Smith’s story is not unique. Across the country, many older Americans are seeking a change of scene as they leave working life, or most of it, behind.
In a 2022 survey of U.S. adults with at least $10,000 in investable assets, commissioned by insurance and financial services firm Nationwide, 40 percent of those who hadn’t yet retired said they planned to move to a different city or region when they do.
And one in five United Van Lines customers name retirement as their reason for moving, according to the company’s 2022 National Movers Study.

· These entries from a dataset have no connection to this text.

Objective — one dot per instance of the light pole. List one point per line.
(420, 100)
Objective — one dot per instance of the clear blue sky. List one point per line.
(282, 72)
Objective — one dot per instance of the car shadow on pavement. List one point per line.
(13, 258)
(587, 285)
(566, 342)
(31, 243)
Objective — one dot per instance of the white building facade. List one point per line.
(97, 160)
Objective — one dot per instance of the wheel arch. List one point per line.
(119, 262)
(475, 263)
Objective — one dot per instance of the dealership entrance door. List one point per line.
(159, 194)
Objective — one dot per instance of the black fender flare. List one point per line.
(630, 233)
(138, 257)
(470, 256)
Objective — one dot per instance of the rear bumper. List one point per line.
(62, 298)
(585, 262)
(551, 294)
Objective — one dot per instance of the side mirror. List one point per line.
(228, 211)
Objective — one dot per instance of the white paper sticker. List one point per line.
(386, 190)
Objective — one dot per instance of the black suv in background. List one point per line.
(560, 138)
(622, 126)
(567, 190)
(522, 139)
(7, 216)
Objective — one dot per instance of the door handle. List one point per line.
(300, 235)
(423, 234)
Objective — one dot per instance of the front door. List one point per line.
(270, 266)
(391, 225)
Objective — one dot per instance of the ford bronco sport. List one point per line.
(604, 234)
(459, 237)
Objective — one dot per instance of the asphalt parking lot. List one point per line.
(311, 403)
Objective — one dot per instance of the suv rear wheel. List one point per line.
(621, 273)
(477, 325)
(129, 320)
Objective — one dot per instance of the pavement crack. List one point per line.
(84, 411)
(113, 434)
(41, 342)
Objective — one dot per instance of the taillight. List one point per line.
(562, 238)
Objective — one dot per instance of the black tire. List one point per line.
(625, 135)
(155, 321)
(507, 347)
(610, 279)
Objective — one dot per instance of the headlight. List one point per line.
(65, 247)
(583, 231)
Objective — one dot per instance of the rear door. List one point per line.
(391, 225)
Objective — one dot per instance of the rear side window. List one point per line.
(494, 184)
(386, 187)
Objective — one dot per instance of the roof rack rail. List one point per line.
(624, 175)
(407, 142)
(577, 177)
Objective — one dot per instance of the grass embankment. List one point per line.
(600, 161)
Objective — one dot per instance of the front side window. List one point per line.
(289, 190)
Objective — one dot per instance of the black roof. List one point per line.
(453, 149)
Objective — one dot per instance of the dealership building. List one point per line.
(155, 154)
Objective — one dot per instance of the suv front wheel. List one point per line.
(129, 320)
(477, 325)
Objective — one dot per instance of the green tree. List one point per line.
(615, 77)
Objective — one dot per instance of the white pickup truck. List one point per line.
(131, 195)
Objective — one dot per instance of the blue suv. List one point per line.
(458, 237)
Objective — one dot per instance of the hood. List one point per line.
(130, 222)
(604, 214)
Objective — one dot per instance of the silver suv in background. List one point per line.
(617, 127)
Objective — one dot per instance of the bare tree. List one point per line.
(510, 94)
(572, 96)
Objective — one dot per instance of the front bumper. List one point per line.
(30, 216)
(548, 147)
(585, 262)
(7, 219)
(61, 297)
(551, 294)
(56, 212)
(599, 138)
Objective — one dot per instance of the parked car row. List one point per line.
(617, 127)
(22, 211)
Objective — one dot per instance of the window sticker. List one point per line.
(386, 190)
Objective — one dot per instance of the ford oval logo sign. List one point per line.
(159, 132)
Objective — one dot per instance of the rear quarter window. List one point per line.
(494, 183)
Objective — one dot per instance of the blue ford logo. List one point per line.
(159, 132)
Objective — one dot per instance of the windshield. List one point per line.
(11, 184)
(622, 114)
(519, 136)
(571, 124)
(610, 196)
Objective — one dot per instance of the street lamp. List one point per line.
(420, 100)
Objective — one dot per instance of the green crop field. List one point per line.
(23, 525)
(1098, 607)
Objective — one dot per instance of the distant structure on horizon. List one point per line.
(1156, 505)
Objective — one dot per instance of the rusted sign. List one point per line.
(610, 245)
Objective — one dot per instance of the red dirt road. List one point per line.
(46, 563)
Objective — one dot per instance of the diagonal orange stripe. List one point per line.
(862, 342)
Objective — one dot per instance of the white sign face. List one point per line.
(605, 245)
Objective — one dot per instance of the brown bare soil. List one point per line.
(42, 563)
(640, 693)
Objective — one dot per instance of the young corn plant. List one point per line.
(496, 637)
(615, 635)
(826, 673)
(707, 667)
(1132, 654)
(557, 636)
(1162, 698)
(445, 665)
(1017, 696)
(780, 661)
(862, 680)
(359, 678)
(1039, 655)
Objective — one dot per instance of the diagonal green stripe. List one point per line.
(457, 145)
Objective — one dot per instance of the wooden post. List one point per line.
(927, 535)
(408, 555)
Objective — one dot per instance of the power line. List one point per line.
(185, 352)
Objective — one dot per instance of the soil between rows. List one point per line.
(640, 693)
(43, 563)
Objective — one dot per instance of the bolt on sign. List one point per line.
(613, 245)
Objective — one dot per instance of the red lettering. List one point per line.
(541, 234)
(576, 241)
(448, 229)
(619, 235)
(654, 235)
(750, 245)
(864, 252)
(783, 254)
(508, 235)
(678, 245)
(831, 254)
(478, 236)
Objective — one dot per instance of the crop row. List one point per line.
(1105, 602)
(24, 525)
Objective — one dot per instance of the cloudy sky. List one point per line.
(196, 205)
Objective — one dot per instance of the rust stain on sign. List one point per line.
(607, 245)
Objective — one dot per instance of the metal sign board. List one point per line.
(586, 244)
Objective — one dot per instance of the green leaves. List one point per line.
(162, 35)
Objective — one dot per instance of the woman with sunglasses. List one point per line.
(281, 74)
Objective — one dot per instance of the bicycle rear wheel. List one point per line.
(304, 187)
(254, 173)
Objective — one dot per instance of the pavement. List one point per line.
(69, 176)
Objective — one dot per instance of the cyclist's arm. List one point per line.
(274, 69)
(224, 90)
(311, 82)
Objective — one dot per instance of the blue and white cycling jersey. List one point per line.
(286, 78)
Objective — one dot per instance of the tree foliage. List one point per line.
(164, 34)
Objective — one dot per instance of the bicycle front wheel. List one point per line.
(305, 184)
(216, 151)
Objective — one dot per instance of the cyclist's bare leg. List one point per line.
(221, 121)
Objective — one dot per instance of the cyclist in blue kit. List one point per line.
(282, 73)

In nine states — Arizona, Delaware, Florida, Maine, New Mexico, South Carolina, South Dakota, West Virginia and Wyoming — at least a third of new arrivals last year were retirees.
“A majority of my clients who are retired or considering retirement are looking to relocate,” says Christie M. Russell, a Dallas-based financial adviser with Northwestern Mutual.

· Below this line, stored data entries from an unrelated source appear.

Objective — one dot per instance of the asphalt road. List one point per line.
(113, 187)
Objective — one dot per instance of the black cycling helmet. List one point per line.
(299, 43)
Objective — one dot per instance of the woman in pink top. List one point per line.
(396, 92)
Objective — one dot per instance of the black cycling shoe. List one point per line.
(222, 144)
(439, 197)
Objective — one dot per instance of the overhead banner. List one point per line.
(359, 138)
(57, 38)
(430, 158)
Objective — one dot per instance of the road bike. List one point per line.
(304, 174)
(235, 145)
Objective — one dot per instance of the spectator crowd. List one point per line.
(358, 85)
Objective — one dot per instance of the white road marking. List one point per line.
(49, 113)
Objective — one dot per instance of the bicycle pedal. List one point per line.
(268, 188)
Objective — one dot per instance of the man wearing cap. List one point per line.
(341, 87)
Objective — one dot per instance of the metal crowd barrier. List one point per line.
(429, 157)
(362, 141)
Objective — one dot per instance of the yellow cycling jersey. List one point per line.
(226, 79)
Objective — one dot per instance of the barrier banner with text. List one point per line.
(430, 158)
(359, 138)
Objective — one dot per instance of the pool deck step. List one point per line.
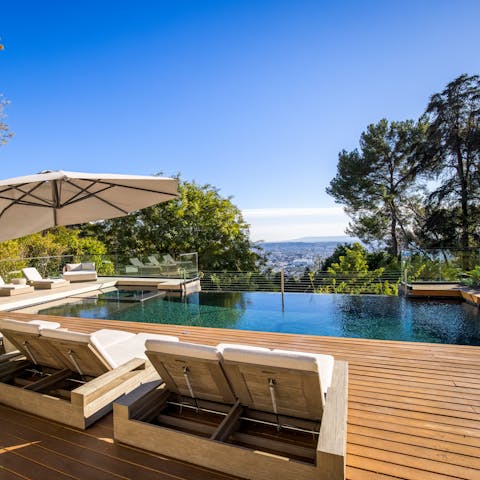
(414, 413)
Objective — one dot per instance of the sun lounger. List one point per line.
(8, 289)
(35, 279)
(75, 377)
(23, 338)
(154, 261)
(246, 411)
(80, 272)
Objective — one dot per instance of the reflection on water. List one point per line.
(365, 316)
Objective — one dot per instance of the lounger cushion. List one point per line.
(12, 286)
(81, 339)
(134, 347)
(34, 326)
(49, 280)
(325, 366)
(290, 360)
(108, 337)
(79, 267)
(185, 349)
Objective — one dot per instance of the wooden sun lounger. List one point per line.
(246, 411)
(70, 377)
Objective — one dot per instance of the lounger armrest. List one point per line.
(5, 357)
(332, 441)
(104, 384)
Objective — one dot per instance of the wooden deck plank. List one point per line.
(413, 410)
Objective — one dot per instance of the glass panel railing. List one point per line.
(185, 266)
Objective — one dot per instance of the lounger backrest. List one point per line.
(168, 259)
(191, 370)
(136, 262)
(31, 274)
(26, 338)
(80, 351)
(275, 382)
(153, 260)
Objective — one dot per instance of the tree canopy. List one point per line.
(417, 183)
(5, 133)
(450, 155)
(376, 183)
(199, 220)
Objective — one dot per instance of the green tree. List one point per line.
(451, 155)
(5, 133)
(199, 220)
(51, 250)
(376, 184)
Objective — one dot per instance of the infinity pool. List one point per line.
(366, 316)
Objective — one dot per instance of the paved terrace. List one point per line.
(414, 413)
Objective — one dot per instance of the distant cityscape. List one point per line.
(297, 255)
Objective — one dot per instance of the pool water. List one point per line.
(360, 316)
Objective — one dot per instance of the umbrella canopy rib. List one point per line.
(33, 203)
(45, 203)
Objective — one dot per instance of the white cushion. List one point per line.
(325, 366)
(31, 274)
(271, 359)
(134, 348)
(222, 346)
(13, 286)
(71, 267)
(34, 326)
(107, 337)
(50, 280)
(204, 352)
(81, 339)
(67, 335)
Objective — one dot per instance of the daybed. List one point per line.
(80, 272)
(246, 411)
(35, 279)
(71, 377)
(7, 289)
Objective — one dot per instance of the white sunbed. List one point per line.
(8, 289)
(77, 375)
(80, 272)
(35, 279)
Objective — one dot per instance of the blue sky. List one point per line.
(254, 97)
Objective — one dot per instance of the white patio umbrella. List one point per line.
(34, 203)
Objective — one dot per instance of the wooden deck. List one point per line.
(414, 413)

Top states for retiree moves
These 10 states had the highest net migration of people 60 and older — the number moving into the state minus the number moving out — in 2021, according to the latest “Where Retirees Are Moving” report from consumer finance website SmartAsset.

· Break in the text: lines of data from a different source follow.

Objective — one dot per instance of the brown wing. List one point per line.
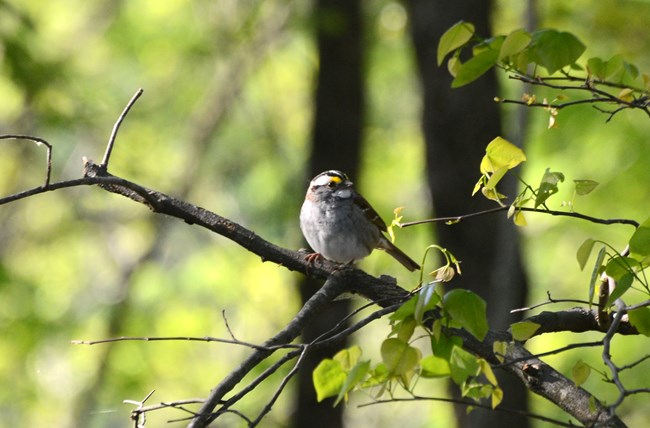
(370, 212)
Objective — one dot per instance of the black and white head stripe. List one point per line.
(328, 178)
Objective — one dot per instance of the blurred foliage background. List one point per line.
(224, 123)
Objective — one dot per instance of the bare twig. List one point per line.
(550, 301)
(456, 219)
(183, 338)
(280, 388)
(116, 128)
(470, 404)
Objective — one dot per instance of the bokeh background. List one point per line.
(225, 123)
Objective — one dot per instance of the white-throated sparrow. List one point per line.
(340, 224)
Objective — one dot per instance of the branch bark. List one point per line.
(534, 373)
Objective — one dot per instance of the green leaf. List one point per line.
(640, 319)
(455, 37)
(580, 372)
(406, 310)
(433, 366)
(515, 42)
(427, 299)
(497, 397)
(548, 186)
(328, 378)
(406, 328)
(349, 357)
(398, 356)
(519, 219)
(584, 187)
(595, 273)
(463, 365)
(486, 369)
(443, 346)
(615, 70)
(597, 67)
(475, 67)
(377, 376)
(553, 49)
(622, 285)
(501, 153)
(469, 310)
(619, 266)
(354, 377)
(524, 330)
(499, 348)
(584, 252)
(640, 240)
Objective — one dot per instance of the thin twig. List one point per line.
(472, 404)
(547, 353)
(116, 128)
(548, 302)
(184, 338)
(269, 405)
(456, 219)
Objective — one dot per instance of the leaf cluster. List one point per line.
(433, 313)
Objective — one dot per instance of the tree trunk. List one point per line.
(458, 124)
(336, 144)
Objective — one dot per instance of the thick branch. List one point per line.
(539, 377)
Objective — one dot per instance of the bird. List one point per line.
(340, 225)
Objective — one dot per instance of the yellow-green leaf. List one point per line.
(398, 356)
(455, 37)
(463, 365)
(499, 349)
(328, 378)
(497, 397)
(433, 366)
(520, 219)
(584, 187)
(348, 357)
(640, 240)
(468, 309)
(584, 251)
(580, 372)
(514, 43)
(501, 153)
(354, 377)
(487, 372)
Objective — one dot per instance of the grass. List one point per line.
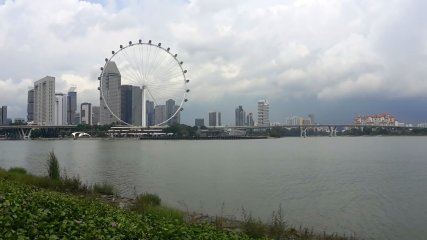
(32, 206)
(18, 170)
(103, 188)
(29, 212)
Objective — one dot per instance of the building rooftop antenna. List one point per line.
(72, 88)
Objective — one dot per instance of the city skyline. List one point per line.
(373, 61)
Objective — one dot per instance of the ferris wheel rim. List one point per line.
(166, 50)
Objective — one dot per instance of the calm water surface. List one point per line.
(374, 187)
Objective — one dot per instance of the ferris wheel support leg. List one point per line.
(143, 112)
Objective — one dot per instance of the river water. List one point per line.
(373, 187)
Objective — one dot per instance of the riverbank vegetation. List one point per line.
(59, 207)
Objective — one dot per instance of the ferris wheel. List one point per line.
(140, 79)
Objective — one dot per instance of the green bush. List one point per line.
(74, 185)
(149, 199)
(18, 170)
(103, 188)
(53, 166)
(28, 212)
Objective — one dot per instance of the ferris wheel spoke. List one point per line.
(152, 67)
(133, 66)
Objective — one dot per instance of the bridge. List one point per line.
(332, 128)
(24, 131)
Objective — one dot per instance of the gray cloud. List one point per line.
(306, 56)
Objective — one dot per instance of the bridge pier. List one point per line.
(332, 131)
(303, 131)
(25, 133)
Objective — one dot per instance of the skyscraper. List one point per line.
(44, 101)
(214, 119)
(171, 108)
(95, 115)
(149, 107)
(60, 109)
(136, 106)
(159, 114)
(240, 116)
(86, 113)
(199, 122)
(250, 120)
(111, 82)
(131, 104)
(30, 106)
(3, 116)
(72, 106)
(263, 113)
(126, 103)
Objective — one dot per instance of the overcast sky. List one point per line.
(332, 58)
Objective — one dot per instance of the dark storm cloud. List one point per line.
(331, 58)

1. Florida (net 60-plus migration: 78,174)
2. Arizona (25,090)
3. South Carolina (19,004)
4. North Carolina (18,996)
5. Tennessee (14,767)
6. Idaho (8,566)
7. Nevada (6,814)
8. Arkansas (5,774)
9. Maine (5,718)
10. Texas (5,542)
Russell and other advisers say a variety of factors influence retirees’ decisions to relocate, from seeking the sun to being closer to loved ones. Personal finances play a role, too: In the Nationwide survey, 43 percent of those who plan to move in retirement cite reducing their cost of living as one of their top three reasons, and 34 percent included going to a lower-tax state.
Often, “it comes down to money, family and weather, either one or a combination,” says Barbara O’Neill, a retired Rutgers University professor and author of Flipping a Switch: Your Guide to Happiness and Financial Security in Later Life.
Here are five of the most common reasons retirees decide to make a major move.
1. Lower housing costs
According to a February 2023 study by Vanguard, 60 percent of retirees who move sell a home in a high-priced market and move to a cheaper locale. In the process, they typically pocket around $100,000 in home equity, which they can use to augment Social Security and retirement savings or pensions.